Economic efficiency must be raised. . . . Persistently unprofitable production units must begin to pay their way. . . .

The themes sounded like Britain's Margaet Thatcher and her monetarist-minded advisers, or the manager of cash-troubled BL (British Leyland).

But the speakers were Hungary's Communist leaders Janos Kadar and Prime Minister Gyorgy Lazar. At their party's congress in Budapest this week (March 24 to 27), they prepared Hungarians for tightened belts and more difficult years ahead. Only greater economic efficiency all 'round, they said, would see the country through.

It was by far the toughest, most realistic plain-speaking from leaders of any East-bloc regime since the world energy and raw materials crises turned the terms of trade against all the East Europeans.
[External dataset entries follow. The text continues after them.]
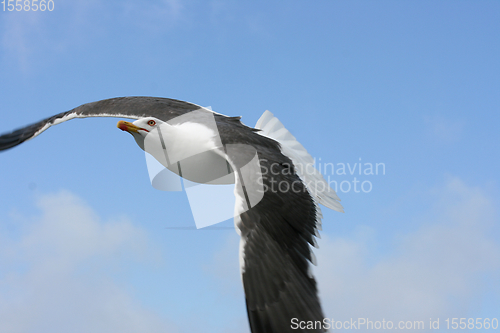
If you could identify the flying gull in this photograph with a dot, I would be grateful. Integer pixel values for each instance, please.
(277, 220)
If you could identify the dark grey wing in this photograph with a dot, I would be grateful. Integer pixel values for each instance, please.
(276, 235)
(121, 107)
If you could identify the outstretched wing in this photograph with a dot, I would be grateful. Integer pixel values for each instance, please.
(278, 232)
(121, 107)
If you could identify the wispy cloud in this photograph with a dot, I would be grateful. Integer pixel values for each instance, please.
(59, 275)
(433, 272)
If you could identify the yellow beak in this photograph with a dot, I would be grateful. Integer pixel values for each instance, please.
(129, 127)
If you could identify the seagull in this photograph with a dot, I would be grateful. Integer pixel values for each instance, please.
(278, 220)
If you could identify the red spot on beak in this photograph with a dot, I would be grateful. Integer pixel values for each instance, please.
(123, 127)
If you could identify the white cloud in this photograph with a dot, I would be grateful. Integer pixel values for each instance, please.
(434, 272)
(59, 273)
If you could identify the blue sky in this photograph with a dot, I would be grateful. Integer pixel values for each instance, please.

For six years the Hungarian economy and consumers had benefited from imaginative moves toward a more market-minded economy that brought better living standards and more trade and economic cooperation (including new technologies) with the West.

By 1975, however, the depressed world market conditions and inflation had forced Hungarians to modify their reforms and revert to some measure of centralization.
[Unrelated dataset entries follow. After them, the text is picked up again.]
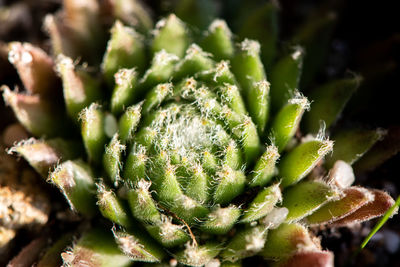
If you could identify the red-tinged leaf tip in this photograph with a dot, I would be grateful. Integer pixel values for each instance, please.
(34, 66)
(376, 208)
(354, 198)
(310, 259)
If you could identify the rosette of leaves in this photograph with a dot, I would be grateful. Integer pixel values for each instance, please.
(185, 141)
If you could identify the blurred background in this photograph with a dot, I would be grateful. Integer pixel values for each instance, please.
(365, 40)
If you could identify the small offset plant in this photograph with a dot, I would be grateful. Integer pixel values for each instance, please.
(188, 142)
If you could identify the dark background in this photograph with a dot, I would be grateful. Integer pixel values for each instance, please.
(366, 40)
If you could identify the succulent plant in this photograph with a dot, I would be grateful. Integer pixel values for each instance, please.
(185, 141)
Difficulties have worsened since then. Now they have made the firm decision that they must adapt to the unavoidable effects of changes in the world economic conditions, not return to old methods.
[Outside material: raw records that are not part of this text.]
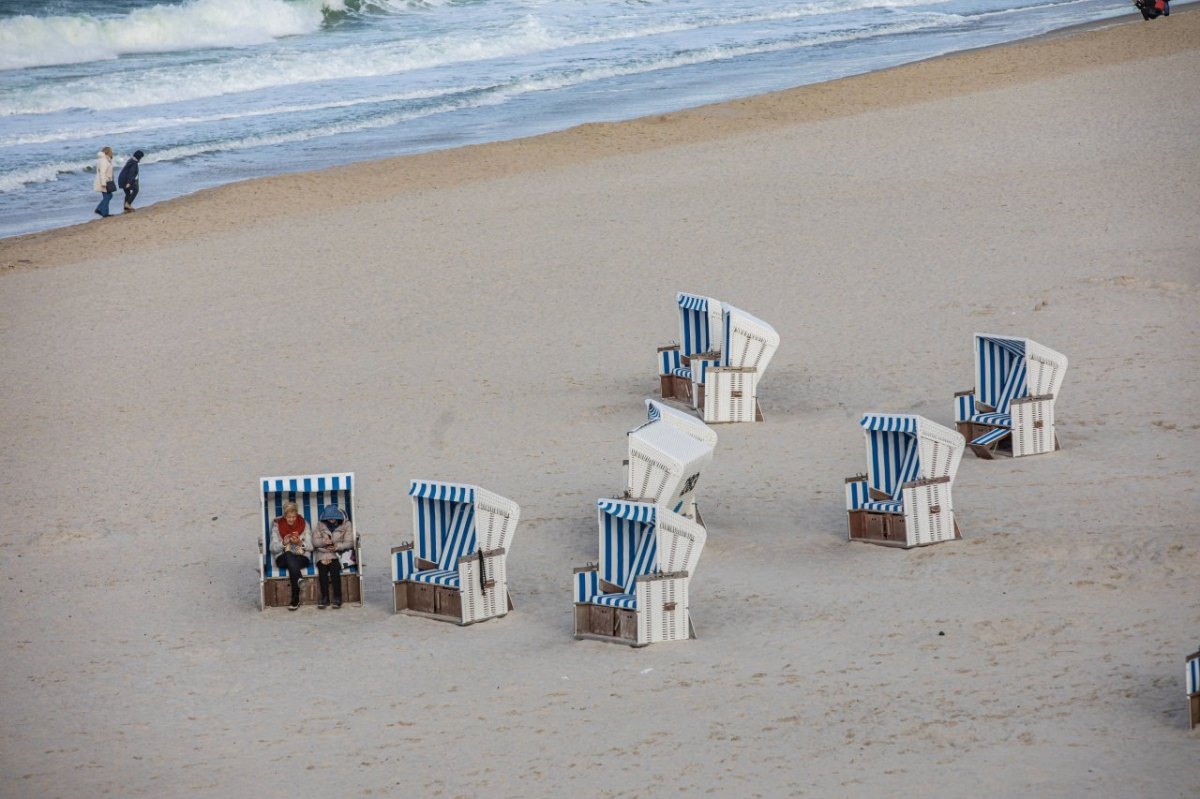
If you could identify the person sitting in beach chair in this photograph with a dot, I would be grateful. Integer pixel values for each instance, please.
(1153, 8)
(1012, 407)
(292, 510)
(291, 547)
(639, 592)
(333, 540)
Mr. Kadar seemed almost to regard it as a blessing in disguise. World recession, he said, had "shown up our weak spots.

"We cannot stay independent of the world economy," he said. "Though our own greater efforts can significantly help reduce its unfavorable effects, we must, nonetheless, adjust more and more to changed and changing [world] conditions."

He acknowledged public uneasiness over cuts in food subsidies, which already have begun, and over letting many prices find their own market level. He indicated that Hungary could no longer afford to hold food prices down while the costs of its raw materials -- almost all of which it must import -- soared.

He promised more worker participation in industrial relations and greater incentives, with more individual responsibility for management.He also made clear that bigger and better efforts would be expected from both sideS.

Economic criteria for enterprises would be tightened. None should "expect any lasting exemption." From now on wages will be strictly related to the way work is done.

Prime Minister Lazar was even more forthright, foreshadowing an unequivocal drive against either indifferent workers or managers who count on "lame duck" subsidies to keep them going.

"Our new system of higher wages for more productive work may lead to conflicts with those who prefer an easier way," he said.

But if people like that cannot take a hint or a warning, then we are entitled to fall back on the appropriate measures."

(This, apparently, was an allusion to management's new authority to use the redundancy system [under safeguards] to shed superfluous labor and a system of forfeits from wages for bad work.)

government encouragement was promised to enterprise managers who show "a spirit of daring and initiative and will not shrink from responsible risk." And the time had come, Mr. Kadar said, for the postwar generation -- "those born and brought up under our system" -- to be "boldly promoted."

Elsewhere in the bloc, only Czechoslovakia is talking about substantive economic reform.

A plan under the short-lived Dubcek government in 1968 was quashed by Soviet intervention and the hard-liners who followed. But a decade of stagnation has forced rethinking.

For two years, some 150 industrial units have experimented with enterprise autonomy and work incentives. The government has just decided to put the program in most industries, though the actual changes will not take place until 1981.

Finally, however, much will depend on the regime's political courage -- and ability -- to remove party apparatchiks of scant qualifications to make way for managers and other experts who were fired 10 years ago solely because of their reformist sympathies and their support for Alexander Dubcek.